Reinhard Grindel ist nicht länger DFB-Präsident. - Bildquelle: GettyReinhard Grindel ist nicht länger DFB-Präsident. © Getty

München - Reinhard Grindel ist nicht länger Präsident des Deutschen Fußball-Bundes. Das gab der 57-Jährige in einer persönlichen Erklärung bekannt. Der Druck auf Grindel war zuletzt deutlich gewachsen, da berichtet wurde, dass der DFB-Präsident als Aufsichtsrats-Chef einer Tochterfirma des DFB fast 80.000 Euro zusätzlich kassiert und zudem vor 1,5 Jahren eine Luxus-Uhr geschenkt bekommen haben soll. Den Präsidentenposten interimsmäßig übernehmen werden zunächst die beiden Vizepräsidenten Rainer Koch und Reinhard Rauball. Hier gibt es die ersten Stimmen zum Rücktritt von Grindel (zusammengestellt vom SID). 

Reinhard Grindel (Ex-DFB-Präsident): "Am Ende frage ich mich: Warum ist das passiert? Ich kann es mir nur so erklären, dass ich zutiefst davon überzeugt war, dass ich nichts Unrechtes tue und im Stress des Amtes einfach zu wenig hinterfragt habe. Noch mal: Dass ich wegen eines solchen Vorgangs öffentlich so dastehe, macht mich fassungslos und traurig, und ich bitte einfach um eine faire Beurteilung meiner am Ende leider nur dreijährigen Amtszeit."

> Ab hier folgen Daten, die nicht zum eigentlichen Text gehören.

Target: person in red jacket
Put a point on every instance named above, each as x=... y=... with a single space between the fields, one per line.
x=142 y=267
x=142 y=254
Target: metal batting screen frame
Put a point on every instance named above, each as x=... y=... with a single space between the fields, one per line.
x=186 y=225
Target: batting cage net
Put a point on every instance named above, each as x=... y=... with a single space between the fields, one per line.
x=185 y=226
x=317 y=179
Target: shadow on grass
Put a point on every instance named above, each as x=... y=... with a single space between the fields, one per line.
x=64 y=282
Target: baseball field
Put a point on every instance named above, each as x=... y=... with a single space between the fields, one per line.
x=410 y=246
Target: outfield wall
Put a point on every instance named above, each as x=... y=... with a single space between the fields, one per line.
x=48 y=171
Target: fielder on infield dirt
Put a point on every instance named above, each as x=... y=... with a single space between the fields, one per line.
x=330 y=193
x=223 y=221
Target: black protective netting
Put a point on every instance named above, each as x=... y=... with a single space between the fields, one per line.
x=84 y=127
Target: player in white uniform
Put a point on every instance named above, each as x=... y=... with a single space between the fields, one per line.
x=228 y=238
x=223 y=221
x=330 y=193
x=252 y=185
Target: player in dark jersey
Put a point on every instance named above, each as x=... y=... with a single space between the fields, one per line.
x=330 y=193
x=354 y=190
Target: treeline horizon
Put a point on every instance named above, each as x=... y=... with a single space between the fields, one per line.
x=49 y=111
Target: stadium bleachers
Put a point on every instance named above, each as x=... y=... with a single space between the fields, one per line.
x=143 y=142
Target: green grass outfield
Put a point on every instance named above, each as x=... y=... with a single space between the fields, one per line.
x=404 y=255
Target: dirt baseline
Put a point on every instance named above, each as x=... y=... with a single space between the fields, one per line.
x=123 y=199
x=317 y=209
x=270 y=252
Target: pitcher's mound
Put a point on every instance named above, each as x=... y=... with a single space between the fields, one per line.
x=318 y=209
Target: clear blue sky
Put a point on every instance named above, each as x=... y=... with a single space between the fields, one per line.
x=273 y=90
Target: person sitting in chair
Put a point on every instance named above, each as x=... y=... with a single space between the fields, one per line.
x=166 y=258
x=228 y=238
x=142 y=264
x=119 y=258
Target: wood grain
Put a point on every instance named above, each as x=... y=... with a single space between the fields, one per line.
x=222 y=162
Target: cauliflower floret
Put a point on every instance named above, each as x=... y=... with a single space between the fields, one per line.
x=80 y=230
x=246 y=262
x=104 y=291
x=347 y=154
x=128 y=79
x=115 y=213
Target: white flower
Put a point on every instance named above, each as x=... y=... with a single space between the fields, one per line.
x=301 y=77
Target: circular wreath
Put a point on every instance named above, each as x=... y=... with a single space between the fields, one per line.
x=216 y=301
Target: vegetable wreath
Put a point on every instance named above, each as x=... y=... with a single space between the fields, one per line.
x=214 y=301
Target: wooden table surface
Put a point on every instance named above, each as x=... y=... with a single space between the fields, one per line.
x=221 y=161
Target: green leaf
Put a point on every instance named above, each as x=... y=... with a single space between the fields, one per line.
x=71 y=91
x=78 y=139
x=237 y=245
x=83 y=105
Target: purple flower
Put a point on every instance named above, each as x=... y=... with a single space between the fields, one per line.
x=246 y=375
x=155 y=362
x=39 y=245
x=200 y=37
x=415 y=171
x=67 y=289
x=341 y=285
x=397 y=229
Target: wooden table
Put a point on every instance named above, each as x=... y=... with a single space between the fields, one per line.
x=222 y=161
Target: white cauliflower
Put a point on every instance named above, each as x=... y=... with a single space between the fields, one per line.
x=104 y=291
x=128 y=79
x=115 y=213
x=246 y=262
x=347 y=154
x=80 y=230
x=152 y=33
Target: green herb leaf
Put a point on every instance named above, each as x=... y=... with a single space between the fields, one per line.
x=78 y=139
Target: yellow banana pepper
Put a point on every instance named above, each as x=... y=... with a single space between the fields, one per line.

Reinhard Rauball (DFL-Präsident und DFB-Interims-Präsident): "Amateur- und Profivertreter sind nun gemeinsam gefordert, bis zum kommenden DFB-Bundestag die Weichen für die Zukunft zu stellen. Nicht nur sportlich, sondern auch mit Blick auf die Positionierung in der Gesellschaft steht der DFB vor enormen Herausforderungen. Diese Herausforderungen gilt es, mit großer Ernsthaftigkeit, Empathie und Gestaltungswillen anzugehen. Ziel muss es dabei sein, jenseits von Einzelinteressen immer nach den besten Lösungen für den deutschen Fußball zu streben."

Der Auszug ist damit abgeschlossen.